Des ponts sont construits à travers le pays, des routes sont annoncées ou réalisées, des adductions d’eau sont en cours, de même que l’assainissement de nombreuses villes etc. Bref, en un mot comme en mille, le pays est en chantier», souligne-t-il. Bien avant, justifiant l’absence de candidature du Pdci aux élections prochaines, il fait remarquer: « Le XIIème Congrès de notre parti a pris la résolution, non seulement de présenter un candidat à l’élection présidentielle de 2015, mais un candidat qui soit un militant actif de notre parti.

Mais la politique est la saine appréciation des réalités du moment. Elle consiste en un mouvement continuel de « va-et-vient » suivant les circonstances et les nécessités auxquelles il faut s’adapter ».

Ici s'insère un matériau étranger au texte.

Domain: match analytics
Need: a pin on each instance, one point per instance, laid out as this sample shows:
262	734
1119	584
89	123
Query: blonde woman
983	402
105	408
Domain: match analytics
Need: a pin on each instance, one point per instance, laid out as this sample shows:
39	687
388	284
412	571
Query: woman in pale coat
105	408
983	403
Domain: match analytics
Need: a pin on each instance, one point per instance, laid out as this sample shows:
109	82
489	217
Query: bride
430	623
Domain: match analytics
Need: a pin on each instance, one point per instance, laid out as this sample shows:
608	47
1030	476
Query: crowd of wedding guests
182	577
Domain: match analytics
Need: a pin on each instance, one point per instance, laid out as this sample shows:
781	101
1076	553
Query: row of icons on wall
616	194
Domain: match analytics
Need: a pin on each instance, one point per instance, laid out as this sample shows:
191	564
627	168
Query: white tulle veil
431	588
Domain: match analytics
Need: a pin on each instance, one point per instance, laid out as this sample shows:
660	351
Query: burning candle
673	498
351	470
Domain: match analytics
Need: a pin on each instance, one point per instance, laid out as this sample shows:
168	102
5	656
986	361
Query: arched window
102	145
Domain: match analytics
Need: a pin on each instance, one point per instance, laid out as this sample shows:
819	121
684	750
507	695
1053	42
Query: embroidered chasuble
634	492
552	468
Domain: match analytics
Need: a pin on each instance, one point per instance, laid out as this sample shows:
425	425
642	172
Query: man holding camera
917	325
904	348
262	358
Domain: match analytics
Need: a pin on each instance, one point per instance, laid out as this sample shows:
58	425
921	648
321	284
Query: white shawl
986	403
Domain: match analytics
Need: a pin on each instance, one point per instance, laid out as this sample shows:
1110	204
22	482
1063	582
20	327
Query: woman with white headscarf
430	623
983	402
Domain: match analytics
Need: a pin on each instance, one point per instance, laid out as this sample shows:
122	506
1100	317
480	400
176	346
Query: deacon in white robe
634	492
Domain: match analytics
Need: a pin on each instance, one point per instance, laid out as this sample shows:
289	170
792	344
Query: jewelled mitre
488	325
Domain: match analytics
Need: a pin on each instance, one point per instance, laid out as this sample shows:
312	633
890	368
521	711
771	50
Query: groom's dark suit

Conscient des objectifs d’un parti politique, qui sont de conquérir et d’exercer le pouvoir d’Etat, conscient aussi des forces et faiblesses (…), il a suggéré aux structures du parti de voir dans quelle mesure elles pourront soutenir le président Ouattara pour un second mandat, dans le cadre de l’alliance politique qu’ils ont créée et qui est le Rassemblement des Houphouëtistes pour la démocratie et la paix.

«Cette disposition consistait à soutenir le candidat le mieux placé dans la course pour porter le drapeau de cette plateforme. C’est ce que nous avons fait, en demandant aux militants de soutenir le président Alassane Ouattara au second tour », a-t-il coupé court le débat.